Un problema di consapevolezza (e di potere)
La ricerca rivela anche che solo uno su cinque prova a negoziare la clausola, mentre oltre il 70% la accetta così com’è. Alcuni la leggono in fretta, altri — un sorprendente 7% — dichiarano di firmare senza nemmeno leggerla.
Il risultato è un sistema in cui la legge prevede tutele, ma la scarsa conoscenza dei diritti e l’asimmetria di potere contrattuale le rendono inefficaci. Persino i sindacati, nota lo studio, non svolgono alcun ruolo nel controllo o nella contrattazione dei noncompete, a differenza di quanto avviene in altri ambiti regolati dalla contrattazione collettiva o in altri Paesi.
Meno libertà, meno salari
«Le clausole probabilmente invalide si associano a salari più bassi e a una qualità del lavoro inferiore rispetto a quelle potenzialmente valide»
Analizzando i dati, Boeri e colleghi mostrano che i lavoratori soggetti a patti di non concorrenza “non eseguibili” guadagnano in media meno di chi ha una clausola in linea con quanto previsto dalla legge. Lo stesso se la clausola è stata introdotta dopo l’assunzione senza cambiamenti di mansione invece di prima dell’inizio della relazione lavorativa. Come scrivono gli autori, «Le clausole probabilmente invalide si associano a salari più bassi e a una qualità del lavoro inferiore rispetto a quelle potenzialmente valide.»

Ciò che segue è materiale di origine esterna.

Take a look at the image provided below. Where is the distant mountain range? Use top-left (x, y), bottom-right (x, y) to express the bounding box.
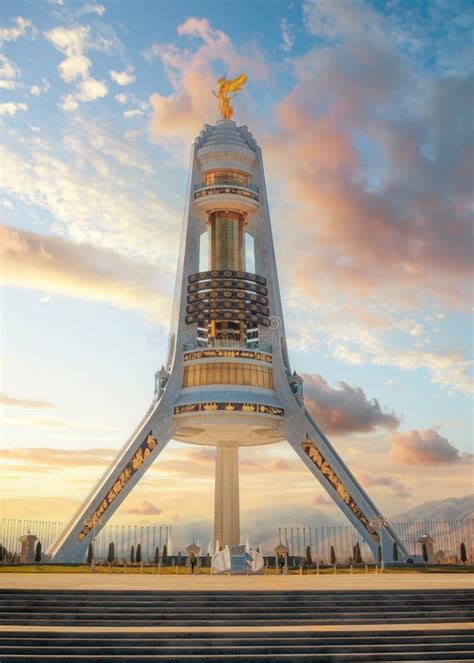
top-left (389, 494), bottom-right (474, 522)
top-left (159, 494), bottom-right (474, 553)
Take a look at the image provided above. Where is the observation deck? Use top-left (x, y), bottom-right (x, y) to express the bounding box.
top-left (194, 182), bottom-right (260, 213)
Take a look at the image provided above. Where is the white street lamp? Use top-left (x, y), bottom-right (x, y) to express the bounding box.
top-left (370, 516), bottom-right (388, 571)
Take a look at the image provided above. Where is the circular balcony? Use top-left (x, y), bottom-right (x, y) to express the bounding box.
top-left (194, 184), bottom-right (260, 212)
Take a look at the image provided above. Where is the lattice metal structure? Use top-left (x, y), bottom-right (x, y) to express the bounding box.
top-left (48, 111), bottom-right (418, 561)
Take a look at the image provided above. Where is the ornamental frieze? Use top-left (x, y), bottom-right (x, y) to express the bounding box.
top-left (184, 349), bottom-right (273, 364)
top-left (194, 186), bottom-right (260, 203)
top-left (77, 433), bottom-right (156, 541)
top-left (174, 402), bottom-right (285, 417)
top-left (188, 269), bottom-right (267, 285)
top-left (303, 435), bottom-right (380, 541)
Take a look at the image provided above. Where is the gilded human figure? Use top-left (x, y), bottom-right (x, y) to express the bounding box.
top-left (212, 74), bottom-right (247, 120)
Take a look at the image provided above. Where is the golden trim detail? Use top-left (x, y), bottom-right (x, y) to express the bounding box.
top-left (77, 433), bottom-right (157, 541)
top-left (303, 435), bottom-right (380, 542)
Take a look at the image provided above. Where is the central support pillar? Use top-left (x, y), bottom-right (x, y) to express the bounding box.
top-left (214, 447), bottom-right (240, 548)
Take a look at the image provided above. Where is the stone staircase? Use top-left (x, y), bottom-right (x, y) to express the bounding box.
top-left (0, 590), bottom-right (474, 663)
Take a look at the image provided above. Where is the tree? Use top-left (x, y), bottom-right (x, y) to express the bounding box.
top-left (422, 543), bottom-right (428, 562)
top-left (392, 541), bottom-right (398, 562)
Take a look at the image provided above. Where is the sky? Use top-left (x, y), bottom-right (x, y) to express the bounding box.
top-left (0, 0), bottom-right (473, 548)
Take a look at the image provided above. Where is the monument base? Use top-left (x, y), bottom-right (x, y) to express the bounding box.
top-left (212, 544), bottom-right (265, 575)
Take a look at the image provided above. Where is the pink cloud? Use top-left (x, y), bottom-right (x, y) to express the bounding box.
top-left (0, 392), bottom-right (58, 410)
top-left (357, 472), bottom-right (411, 498)
top-left (265, 2), bottom-right (472, 307)
top-left (126, 500), bottom-right (163, 516)
top-left (390, 429), bottom-right (473, 465)
top-left (302, 374), bottom-right (400, 434)
top-left (0, 225), bottom-right (168, 312)
top-left (147, 17), bottom-right (267, 148)
top-left (311, 495), bottom-right (336, 507)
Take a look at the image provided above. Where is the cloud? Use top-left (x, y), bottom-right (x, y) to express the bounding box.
top-left (76, 78), bottom-right (108, 101)
top-left (123, 108), bottom-right (143, 118)
top-left (0, 101), bottom-right (28, 116)
top-left (0, 447), bottom-right (116, 471)
top-left (311, 495), bottom-right (336, 507)
top-left (357, 472), bottom-right (411, 499)
top-left (0, 392), bottom-right (58, 410)
top-left (280, 18), bottom-right (295, 52)
top-left (264, 0), bottom-right (474, 308)
top-left (109, 67), bottom-right (137, 86)
top-left (0, 16), bottom-right (38, 41)
top-left (77, 2), bottom-right (105, 16)
top-left (0, 118), bottom-right (179, 264)
top-left (125, 500), bottom-right (163, 516)
top-left (45, 25), bottom-right (115, 111)
top-left (302, 374), bottom-right (400, 434)
top-left (146, 17), bottom-right (267, 147)
top-left (390, 429), bottom-right (473, 465)
top-left (30, 78), bottom-right (49, 97)
top-left (0, 53), bottom-right (20, 90)
top-left (0, 226), bottom-right (168, 312)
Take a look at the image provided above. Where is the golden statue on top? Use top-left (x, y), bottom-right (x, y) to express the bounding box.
top-left (212, 74), bottom-right (247, 120)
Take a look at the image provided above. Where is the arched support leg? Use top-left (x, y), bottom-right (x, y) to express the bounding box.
top-left (285, 407), bottom-right (408, 562)
top-left (47, 401), bottom-right (174, 562)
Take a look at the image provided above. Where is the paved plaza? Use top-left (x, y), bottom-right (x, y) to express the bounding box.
top-left (0, 572), bottom-right (474, 592)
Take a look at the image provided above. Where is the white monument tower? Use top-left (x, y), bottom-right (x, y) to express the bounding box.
top-left (48, 74), bottom-right (407, 561)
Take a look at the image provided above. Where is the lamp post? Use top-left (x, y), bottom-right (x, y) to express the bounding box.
top-left (370, 516), bottom-right (388, 571)
top-left (84, 518), bottom-right (104, 571)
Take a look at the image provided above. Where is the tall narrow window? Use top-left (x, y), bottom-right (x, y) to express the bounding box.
top-left (245, 233), bottom-right (255, 274)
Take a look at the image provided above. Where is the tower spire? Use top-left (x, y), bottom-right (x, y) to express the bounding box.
top-left (212, 74), bottom-right (247, 120)
top-left (49, 98), bottom-right (407, 561)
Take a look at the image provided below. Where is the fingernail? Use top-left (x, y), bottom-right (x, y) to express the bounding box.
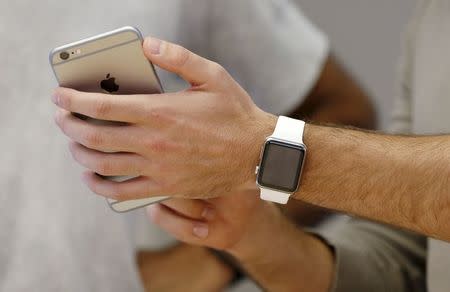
top-left (55, 110), bottom-right (61, 125)
top-left (193, 224), bottom-right (209, 238)
top-left (81, 173), bottom-right (89, 184)
top-left (52, 93), bottom-right (59, 105)
top-left (146, 205), bottom-right (156, 221)
top-left (145, 38), bottom-right (161, 55)
top-left (202, 207), bottom-right (216, 220)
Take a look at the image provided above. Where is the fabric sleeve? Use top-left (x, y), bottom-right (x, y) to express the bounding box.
top-left (207, 0), bottom-right (328, 114)
top-left (316, 220), bottom-right (427, 292)
top-left (389, 1), bottom-right (428, 134)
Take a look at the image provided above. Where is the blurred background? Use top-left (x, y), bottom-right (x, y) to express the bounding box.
top-left (294, 0), bottom-right (416, 129)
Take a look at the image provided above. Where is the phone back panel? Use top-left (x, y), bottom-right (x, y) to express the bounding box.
top-left (50, 27), bottom-right (166, 212)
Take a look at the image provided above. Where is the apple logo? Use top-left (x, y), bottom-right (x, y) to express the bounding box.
top-left (100, 73), bottom-right (119, 93)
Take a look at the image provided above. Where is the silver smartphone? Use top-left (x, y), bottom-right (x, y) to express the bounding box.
top-left (49, 26), bottom-right (167, 212)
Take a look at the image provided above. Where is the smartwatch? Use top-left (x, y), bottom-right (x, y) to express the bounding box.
top-left (256, 116), bottom-right (306, 204)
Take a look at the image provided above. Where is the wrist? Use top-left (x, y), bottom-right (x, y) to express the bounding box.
top-left (229, 200), bottom-right (286, 262)
top-left (242, 109), bottom-right (278, 190)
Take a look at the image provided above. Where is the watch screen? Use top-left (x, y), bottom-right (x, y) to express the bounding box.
top-left (258, 141), bottom-right (306, 193)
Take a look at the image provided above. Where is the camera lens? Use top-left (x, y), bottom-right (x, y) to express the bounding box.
top-left (59, 52), bottom-right (70, 60)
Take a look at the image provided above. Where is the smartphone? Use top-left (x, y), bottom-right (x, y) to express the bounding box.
top-left (49, 26), bottom-right (167, 213)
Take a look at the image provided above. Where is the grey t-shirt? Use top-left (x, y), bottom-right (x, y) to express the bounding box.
top-left (0, 0), bottom-right (327, 291)
top-left (323, 0), bottom-right (450, 292)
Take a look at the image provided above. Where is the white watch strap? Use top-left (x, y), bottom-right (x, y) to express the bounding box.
top-left (271, 116), bottom-right (305, 143)
top-left (260, 189), bottom-right (291, 205)
top-left (260, 116), bottom-right (305, 204)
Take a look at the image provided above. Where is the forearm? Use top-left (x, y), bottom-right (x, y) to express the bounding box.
top-left (281, 55), bottom-right (376, 226)
top-left (295, 125), bottom-right (450, 240)
top-left (228, 204), bottom-right (334, 292)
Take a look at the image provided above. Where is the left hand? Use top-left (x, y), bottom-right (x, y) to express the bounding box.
top-left (137, 244), bottom-right (233, 292)
top-left (52, 38), bottom-right (276, 200)
top-left (147, 191), bottom-right (276, 255)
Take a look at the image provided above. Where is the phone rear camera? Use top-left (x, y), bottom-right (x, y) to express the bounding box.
top-left (59, 52), bottom-right (70, 60)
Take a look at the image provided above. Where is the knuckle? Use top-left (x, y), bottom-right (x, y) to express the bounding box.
top-left (172, 45), bottom-right (191, 67)
top-left (146, 139), bottom-right (170, 153)
top-left (58, 93), bottom-right (73, 111)
top-left (151, 206), bottom-right (163, 225)
top-left (94, 160), bottom-right (113, 175)
top-left (94, 100), bottom-right (111, 117)
top-left (83, 130), bottom-right (103, 148)
top-left (211, 62), bottom-right (228, 80)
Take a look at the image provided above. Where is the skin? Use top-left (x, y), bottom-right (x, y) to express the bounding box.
top-left (53, 39), bottom-right (450, 291)
top-left (137, 56), bottom-right (375, 291)
top-left (137, 244), bottom-right (233, 292)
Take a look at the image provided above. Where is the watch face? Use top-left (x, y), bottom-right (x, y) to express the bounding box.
top-left (257, 140), bottom-right (306, 193)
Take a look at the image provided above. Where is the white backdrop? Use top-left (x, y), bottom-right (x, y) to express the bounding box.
top-left (295, 0), bottom-right (415, 128)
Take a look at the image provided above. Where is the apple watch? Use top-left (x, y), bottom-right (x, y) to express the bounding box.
top-left (256, 116), bottom-right (306, 204)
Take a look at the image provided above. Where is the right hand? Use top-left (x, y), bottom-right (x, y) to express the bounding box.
top-left (147, 191), bottom-right (286, 256)
top-left (137, 244), bottom-right (233, 292)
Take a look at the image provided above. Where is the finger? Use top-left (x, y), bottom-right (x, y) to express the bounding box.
top-left (83, 171), bottom-right (162, 201)
top-left (69, 142), bottom-right (149, 176)
top-left (52, 87), bottom-right (160, 123)
top-left (161, 198), bottom-right (215, 220)
top-left (147, 204), bottom-right (209, 244)
top-left (55, 109), bottom-right (141, 152)
top-left (144, 37), bottom-right (225, 85)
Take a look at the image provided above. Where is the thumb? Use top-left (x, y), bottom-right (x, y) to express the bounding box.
top-left (143, 37), bottom-right (220, 85)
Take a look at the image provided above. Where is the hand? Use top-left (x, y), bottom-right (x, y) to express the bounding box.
top-left (147, 192), bottom-right (334, 291)
top-left (52, 38), bottom-right (276, 200)
top-left (137, 244), bottom-right (233, 292)
top-left (147, 191), bottom-right (280, 254)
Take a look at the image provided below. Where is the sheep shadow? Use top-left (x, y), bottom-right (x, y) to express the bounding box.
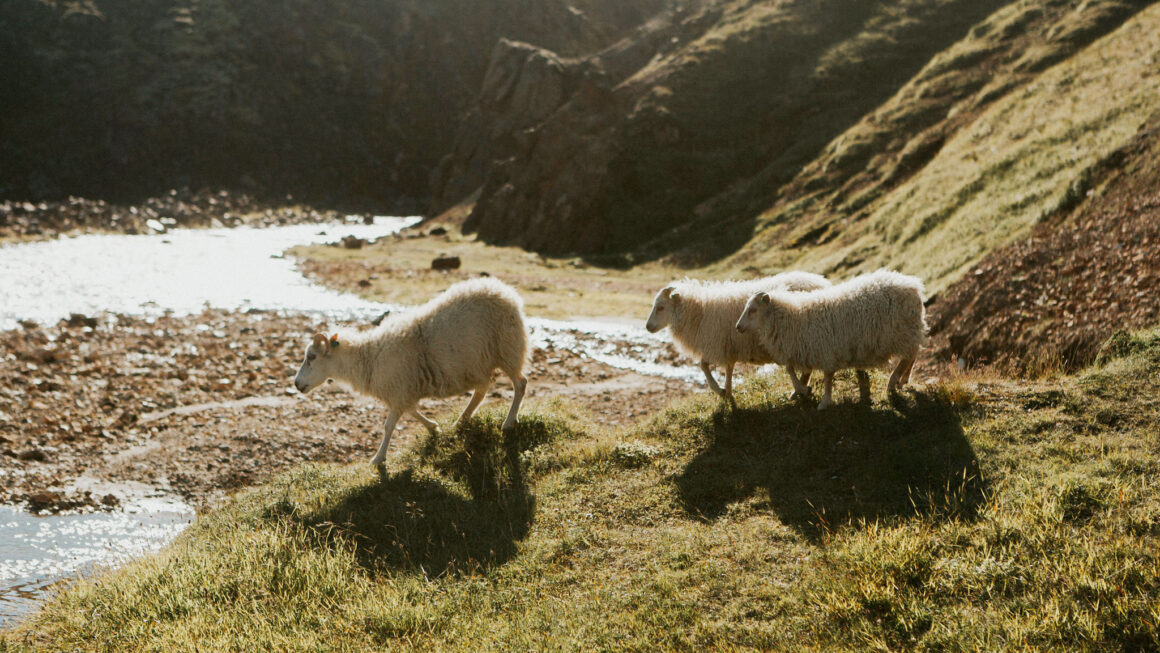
top-left (675, 392), bottom-right (987, 538)
top-left (303, 420), bottom-right (547, 578)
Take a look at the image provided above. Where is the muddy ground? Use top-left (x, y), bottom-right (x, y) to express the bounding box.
top-left (0, 311), bottom-right (686, 511)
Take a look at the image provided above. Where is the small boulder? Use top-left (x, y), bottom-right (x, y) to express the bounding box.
top-left (432, 256), bottom-right (463, 270)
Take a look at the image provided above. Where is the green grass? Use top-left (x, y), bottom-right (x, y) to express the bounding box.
top-left (9, 340), bottom-right (1160, 651)
top-left (737, 3), bottom-right (1160, 292)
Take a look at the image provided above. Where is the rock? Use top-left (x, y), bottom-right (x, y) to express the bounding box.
top-left (432, 256), bottom-right (463, 270)
top-left (16, 449), bottom-right (49, 463)
top-left (28, 489), bottom-right (64, 513)
top-left (67, 313), bottom-right (97, 328)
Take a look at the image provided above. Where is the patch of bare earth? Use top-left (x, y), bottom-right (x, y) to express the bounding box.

In altri termini, le clausole illegittime penalizzano il dipendente — e, a livello sistemico, soffocano la mobilità e la concorrenza, con effetti negativi sulla produttività e sull’innovazione.
Che fare
Regolare l’uso di queste clausole è necessario ma da solo non sufficiente. Gli autori suggeriscono misure concrete: maggiore trasparenza, obbligo di indicare chiaramente i requisiti imposti dalla legge nel contratto e un ruolo più attivo delle autorità antitrust contro l’abuso di tali clausole. In alternativa, concludono, potrebbe servire un divieto esplicito, sul modello della proposta avanzata dalla Federal Trade Commission statunitense durante la Presidenza Biden: «Un divieto totale — scrivono — potrebbe essere l’unica soluzione realmente efficace, purché accompagnato da un’informazione adeguata.»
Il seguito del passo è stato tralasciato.